Are you tired of your noisy coworkers and trying to think up new ways to keep them from distracting you? Have you ever thought about if your job could be done from home? Could you work from home even a couple days a week? Before you immediately answer ‘no’ ask yourself a few questions.

Questions taken from Telecommute Connecticut.
  • Do you have the right job? Obviously if you are a construction worker or a plumber, telecommuting is not going to work.
  • Do you have a good job performance record? If you are constantly on Facebook or talking on your cell phone, your boss is probably not going to agree to you working from home. If you won’t work when you are at work, then why would you when you are at home? Also, if you are a new employee, you wouldn’t be a good candidate because you are still at a stage where you need to get familiar with office procedure and it is helpful to have other people around to be able to ask a quick question if you need to.
  • Do you have the right home office environment? Will you have access to a quiet place to work that is free from distractions? If the only place you have to work during the day is at your kitchen table right next to your noisy toddler then telecommuting would probably not work for you. Its awfully hard to participate in a conference call when your kid is yelling and throwing food at your computer and you.
  • Do you have the right boss and organizational structure? If your boss is like Michael Scott, then it is probably a no go.
  • Are you an effective communicator? If you can communicate quickly and easily over email and on the phone, then that would be fine. If you are the kind of person that needs to have a face to face conversation, then that might pose a problem for you to work at home.
  • Are you self-disciplined, motivated and organized? Basically, are you going to be able to work when you are supposed to work and get your job done?
  • Do you have social independence skills? As an extrovert, I would fail this question. I am horribly unproductive when I am completely alone and have always been that way. Give me another person working quietly in the same room as me, and I am good to go. I would feel too lonely and isolated if I worked from home full time.
  • Are you susceptible to overwork? If you have trouble leaving your work at your work, then you might not want to bring your work into your home where you would then have no physical separation from it, making it harder to have any mental separation. You need to have time away from work in order to rest and recharge.
  • Do you see telecommuting as a way to balance work and other roles? If you are going to telecommute, you still need to give 100% to your work. You can’t expect to be able to work effectively while caring for a sick relative or trying to take care of your kids. Your family and your work deserve better than that.

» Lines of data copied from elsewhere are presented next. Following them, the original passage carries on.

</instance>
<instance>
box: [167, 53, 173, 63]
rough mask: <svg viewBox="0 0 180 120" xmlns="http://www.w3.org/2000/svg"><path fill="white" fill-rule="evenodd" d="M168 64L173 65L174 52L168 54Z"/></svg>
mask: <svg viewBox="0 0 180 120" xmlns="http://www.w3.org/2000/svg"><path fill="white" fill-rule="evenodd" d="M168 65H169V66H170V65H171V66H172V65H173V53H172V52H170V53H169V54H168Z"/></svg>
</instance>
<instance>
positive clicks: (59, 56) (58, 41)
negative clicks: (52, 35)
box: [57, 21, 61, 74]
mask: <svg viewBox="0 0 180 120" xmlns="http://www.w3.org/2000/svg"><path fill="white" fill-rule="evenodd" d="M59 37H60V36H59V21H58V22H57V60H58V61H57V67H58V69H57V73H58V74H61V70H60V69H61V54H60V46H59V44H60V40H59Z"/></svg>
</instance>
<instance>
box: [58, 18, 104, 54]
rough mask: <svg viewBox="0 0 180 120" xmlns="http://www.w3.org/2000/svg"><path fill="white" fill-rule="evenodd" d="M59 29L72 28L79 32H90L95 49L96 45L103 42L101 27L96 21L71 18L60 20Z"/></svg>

If your answers to these questions look promising after you have thoroughly thought them over, then perhaps you should approach your boss and ask if telecommuting would work for you.

Sometimes it is fun to work in a new setting. Whether you work at home all day by yourself or work in an office full of noisy coworkers, I think it can help you to focus better on your work to occasionally change things up a little bit. What better place to go than a coffee shop with free Wi Fi? Nice atmosphere, yummy coffee, comfy seats. Sounds like a good idea to me!

Here are a few tips to help you telecommute from a coffee shop (or book shop or anywhere with free Wi Fi) effectively.

1. Buy a drink or something to eat. Please don’t take up valuable table space and use their internet if you aren’t going to buy something from the shop. The exception might be if you are working from a book store. I’m not sure what etiquette would dictate on that. Although if you are like me, you will have trouble leaving a book shop without completely blowing your budget.

2. Get a good seat. This means something different for everyone. Whether you want to sit in a corner, by a window, on a chair or a couch, inside or outside, go ahead and be purposeful about where you are sitting so that you are comfortable and can work.

3. Make sure you have everything you need to work. Nothing is more annoying than getting there, buying your cup of coffee and sitting down ready to start being super productive, only to realize that you forgot your power cord, or a book you needed, or any other of a myriad of things. Take a couple of extra seconds before you leave the house to make sure you have everything you will need to do your work.

4. Bring headphones. You are going to the coffee shop to be productive, so be proactive and get rid of conversational distractions before they begin. A good play list of songs or some white noise will keep you from listening in on others conversations.

5. Don’t go when there are events planned. If you go during the day, there’s a pretty good chance nothing out of the ordinary will be happening. However, if you go¬† in the evening, check first to see if there is a band or other activity taking place. Its really hard to work if there is live music blaring in your ear or if the weekly knitter’s meeting is taking place.

6. Make sure laptops are allowed and welcomed. I guess some small mom and pop shops have recently started discouraging laptops. Seems like they might be biting the hand that feeds them…. Anyway, you don’t want to go where you aren’t welcome, so a quick look around to make sure there are others with laptops and that there are no signs discouraging their use would be a good idea.

There are many more tips out there, but these are a good start. Can you think of any more helpful tips or practices?